Google Vertex AI
Vertex AI serves Google's Gemini models and Anthropic's Claude models on Google Cloud. Connecting it behind NetBird gives your agents keyless access over the tunnel: NetBird holds the Google credential server-side, ties every request to a real identity from your IdP, and applies your policies, limits, and audit on the way to Vertex.
Unlike API-key providers, Vertex AI authenticates with a Google Cloud service account rather than a single key string. You create the service account in your project, grant it the Vertex AI roles, download a JSON key, and hand that key to NetBird, which stores it encrypted server-side.
Prerequisites
- A Google Cloud project with the Vertex AI API enabled.
- The
gcloudCLI authenticated against that project. - Permission to create service accounts and grant IAM roles in the project.
Set Your Google Cloud Project
gcloud config set project <your-project>
Create a Service Account
Create a dedicated service account for NetBird so its access is scoped and auditable separately from your own credentials:
gcloud iam service-accounts create netbird-vertex \
--display-name="NetBird Vertex AI"
Grant IAM Roles
The service account needs two roles — one to call Vertex AI models, and one to consume the project's enabled services:
gcloud projects add-iam-policy-binding <your-project> \
--member="serviceAccount:netbird-vertex@<your-project>.iam.gserviceaccount.com" \
--role="roles/aiplatform.user"
gcloud projects add-iam-policy-binding <your-project> \
--member="serviceAccount:netbird-vertex@<your-project>.iam.gserviceaccount.com" \
--role="roles/serviceusage.serviceUsageConsumer"
Generate a JSON Key
gcloud iam service-accounts keys create netbird-vertex-key.json \
--iam-account=netbird-vertex@<your-project>.iam.gserviceaccount.com
The key file grants access to Vertex AI in your project. Treat it as a secret — store it securely, never commit it to source control, and delete the local copy once it's stored in NetBird.
If you'd rather paste the key as a single line, base64-encode it first:
cat netbird-vertex-key.json | base64 | pbcopy
Connect the Provider
- Go to Agent Network → Providers and click Connect Provider.
- Select Google Vertex AI. NetBird pre-fills the upstream URL
(
https://aiplatform.googleapis.com) and the correct auth handling for Vertex. - Provide the service account key you generated (
netbird-vertex-key.json). NetBird stores it encrypted server-side and never returns it to callers. - (Optional) Restrict the allowed models and set per-model pricing — for example
gemini-2.5-pro,gemini-2.5-flash,claude-sonnet-4-6, orclaude-opus-4-7. Leaving the list empty allows any catalog model. - Save the provider. The credential is now held server-side — the next step authorizes who can use it.
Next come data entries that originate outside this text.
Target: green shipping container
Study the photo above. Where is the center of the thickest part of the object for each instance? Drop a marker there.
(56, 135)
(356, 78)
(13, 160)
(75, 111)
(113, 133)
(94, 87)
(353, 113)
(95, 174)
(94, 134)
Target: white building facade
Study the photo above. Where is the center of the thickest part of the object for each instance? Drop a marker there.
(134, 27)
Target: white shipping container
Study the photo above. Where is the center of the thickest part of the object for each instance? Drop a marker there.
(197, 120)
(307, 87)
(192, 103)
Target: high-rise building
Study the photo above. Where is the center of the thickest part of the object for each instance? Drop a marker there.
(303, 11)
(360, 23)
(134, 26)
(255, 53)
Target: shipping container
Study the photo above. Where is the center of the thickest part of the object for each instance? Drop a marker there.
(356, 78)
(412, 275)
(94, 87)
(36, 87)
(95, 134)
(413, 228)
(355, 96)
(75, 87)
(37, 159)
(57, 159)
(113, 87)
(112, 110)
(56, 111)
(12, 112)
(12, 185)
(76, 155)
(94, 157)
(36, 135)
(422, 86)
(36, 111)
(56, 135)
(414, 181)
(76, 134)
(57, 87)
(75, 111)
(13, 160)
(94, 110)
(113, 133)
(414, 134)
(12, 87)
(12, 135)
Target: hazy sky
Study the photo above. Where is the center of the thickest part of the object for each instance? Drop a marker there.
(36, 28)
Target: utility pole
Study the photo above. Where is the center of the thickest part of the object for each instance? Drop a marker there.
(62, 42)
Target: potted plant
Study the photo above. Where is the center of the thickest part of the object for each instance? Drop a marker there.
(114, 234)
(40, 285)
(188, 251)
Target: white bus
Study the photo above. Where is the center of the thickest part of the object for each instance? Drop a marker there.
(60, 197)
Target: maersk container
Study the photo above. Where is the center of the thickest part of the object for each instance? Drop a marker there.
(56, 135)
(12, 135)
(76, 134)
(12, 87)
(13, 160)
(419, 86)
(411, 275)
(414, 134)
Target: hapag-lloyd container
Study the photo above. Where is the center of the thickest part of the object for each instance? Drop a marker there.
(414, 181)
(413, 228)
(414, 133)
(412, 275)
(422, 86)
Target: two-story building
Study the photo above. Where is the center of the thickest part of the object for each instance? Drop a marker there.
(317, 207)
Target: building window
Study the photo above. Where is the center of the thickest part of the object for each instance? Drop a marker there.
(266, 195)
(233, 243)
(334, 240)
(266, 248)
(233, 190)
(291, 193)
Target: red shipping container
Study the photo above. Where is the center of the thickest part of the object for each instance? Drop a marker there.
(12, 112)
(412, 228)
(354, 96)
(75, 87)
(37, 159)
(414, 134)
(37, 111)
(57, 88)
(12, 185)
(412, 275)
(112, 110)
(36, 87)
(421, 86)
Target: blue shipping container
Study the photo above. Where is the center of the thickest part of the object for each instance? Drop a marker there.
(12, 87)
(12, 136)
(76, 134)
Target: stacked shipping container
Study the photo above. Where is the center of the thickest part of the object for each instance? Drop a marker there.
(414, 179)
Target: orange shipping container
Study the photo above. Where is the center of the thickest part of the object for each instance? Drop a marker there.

See Providers for details.
Create a Policy
By default nothing is allowed — a policy must connect a source group to the Vertex AI provider before anyone can route through it.
- Go to Agent Network → Policies and add a policy.
- Set the Source to the users or agents who should be able to reach Vertex AI (for
example your
Engineeringgroup from your IdP). - Set the Provider to the Google Vertex AI provider you just connected.
- Optionally attach per-user or per-group token and budget limits and guardrails such as a model allowlist.
See Policies for details.
Manage Service Account Keys
List the keys for the service account, and revoke any you no longer need:
gcloud iam service-accounts keys list \
--iam-account=netbird-vertex@<your-project>.iam.gserviceaccount.com
gcloud iam service-accounts keys delete <key-id> \
--iam-account=netbird-vertex@<your-project>.iam.gserviceaccount.com
Rotating the key is a single server-side change in NetBird: generate a new JSON key, update the provider's credential, then delete the old key in Google Cloud.